Homology-feature-assisted quantification of fibrotic lesions in computed tomography images: a proof of concept for CT image feature-based prediction for gene-expression-distribution

• Published in: International journal for computer assisted radiology and surgery Vol. 20; no. 8; pp. 1703 - 1711
• Main Authors: Doi, Kentaro, Numasaki, Hodaka, Anetai, Yusuke, Natsume-Kitatani, Yayoi
• Format: Journal Article
• Language: English
• Published: Cham Springer International Publishing 01.08.2025; Springer Nature B.V
• Subjects: Classification; Computed tomography; Computer Imaging; Computer Science; Connectivity; COVID-19; Datasets; Feasibility studies; Fibrosis; Gene Expression; Health Informatics; Homology; Humans; Idiopathic Pulmonary Fibrosis - diagnostic imaging; Idiopathic Pulmonary Fibrosis - genetics; Image analysis; Imaging; Lesions; Lung cancer; Lung diseases; Medical imaging; Medicine; Medicine & Public Health; Original; Original Article; Patients; Pattern Recognition and Graphics; Pneumonia; Proof of Concept Study; Radiation therapy; Radiographic Image Interpretation, Computer-Assisted - methods; Radiology; Sensitivity and Specificity; Surgery; Tomography; Tomography, X-Ray Computed - methods; Tuning; Vision; Quantitative image analysis; Homology; CT image; Idiopathic interstitial pneumonias; Computer-aided diagnosis
• ISSN: 1861-6429; 1861-6410; 1861-6429
• DOI: 10.1007/s11548-025-03428-8

Purpose Computed tomography (CT) image is promising for diagnosing of interstitial idiopathic pneumonias (IIPs); however, quantification of IIPs lesions in CT images is required.

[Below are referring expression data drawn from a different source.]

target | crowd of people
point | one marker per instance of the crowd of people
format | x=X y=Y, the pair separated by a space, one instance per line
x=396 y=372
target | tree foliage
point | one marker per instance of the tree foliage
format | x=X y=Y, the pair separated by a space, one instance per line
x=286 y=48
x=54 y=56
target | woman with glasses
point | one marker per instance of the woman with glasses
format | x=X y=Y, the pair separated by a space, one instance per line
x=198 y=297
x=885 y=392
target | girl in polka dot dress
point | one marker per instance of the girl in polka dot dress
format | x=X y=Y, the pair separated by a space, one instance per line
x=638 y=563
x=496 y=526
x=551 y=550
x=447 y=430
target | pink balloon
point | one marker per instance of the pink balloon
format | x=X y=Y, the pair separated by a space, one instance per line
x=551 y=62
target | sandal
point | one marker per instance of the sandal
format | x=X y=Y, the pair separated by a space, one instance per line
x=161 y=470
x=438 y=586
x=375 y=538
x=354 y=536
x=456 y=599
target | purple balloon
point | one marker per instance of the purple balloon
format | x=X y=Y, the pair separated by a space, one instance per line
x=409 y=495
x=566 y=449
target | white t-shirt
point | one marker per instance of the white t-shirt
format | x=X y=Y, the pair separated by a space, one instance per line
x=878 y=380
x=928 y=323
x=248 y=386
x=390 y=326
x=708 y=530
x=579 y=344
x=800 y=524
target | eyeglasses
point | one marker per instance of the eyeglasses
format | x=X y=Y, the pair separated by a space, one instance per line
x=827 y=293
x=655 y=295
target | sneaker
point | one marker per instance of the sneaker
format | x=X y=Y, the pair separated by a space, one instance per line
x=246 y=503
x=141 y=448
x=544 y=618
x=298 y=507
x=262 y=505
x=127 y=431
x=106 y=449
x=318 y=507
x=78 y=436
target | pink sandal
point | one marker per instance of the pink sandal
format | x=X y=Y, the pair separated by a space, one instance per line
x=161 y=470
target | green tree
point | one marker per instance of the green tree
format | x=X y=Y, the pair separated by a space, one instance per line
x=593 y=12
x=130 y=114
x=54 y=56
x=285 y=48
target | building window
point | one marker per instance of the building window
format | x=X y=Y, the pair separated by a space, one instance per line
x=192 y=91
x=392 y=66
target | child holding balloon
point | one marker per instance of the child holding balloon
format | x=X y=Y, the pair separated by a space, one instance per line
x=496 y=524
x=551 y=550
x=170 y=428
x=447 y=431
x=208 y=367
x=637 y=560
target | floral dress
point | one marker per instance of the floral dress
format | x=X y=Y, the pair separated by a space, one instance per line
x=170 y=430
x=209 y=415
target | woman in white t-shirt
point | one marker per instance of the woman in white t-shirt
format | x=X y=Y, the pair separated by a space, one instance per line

This study aimed to quantitatively evaluate fibrotic lesions in CT images using homology-based image analysis. Methods We collected publicly available CT images comprising 47 fibrotic images and 36 non-fibrotic images. The homology-profile (HP) image analysis method provides b0 and b1 profiles, indicating the number of isolated components and holes in a binary image. We locally applied the HP method to the CT image and generated homology-based feature (HF) maps as resultant images. The collected images were randomly divided into the tuning dataset and the testing dataset. The cut-off value for classifying the HF map for fibrotic or non-fibrotic images was defined using receiver operating characteristic (ROC) analysis with the tuning dataset. This cut-off value was evaluated using the testing dataset with accuracy, sensitivity, specificity, and precision. Results We successfully visualized the quantification of fibrotic lesions in the HF map. The b0 HF map was more suitable for quantifying fibrotic lesions than b1. The mean cut-off value of the b0 HF map was 199, with all performances achieved at 1.0. Furthermore, the classification of the b0 HF map for fibrotic or lung cancer images achieved all maximum performances at 1.0. Conclusion This study demonstrated the feasibility of using the HF in quantitatively evaluating fibrotic lesions in CT images. Our proposed HP-based method can also be promising in quantifying the fibrotic lesions of patients with IIPs, which can be applicable to assist the diagnosis of IIPs.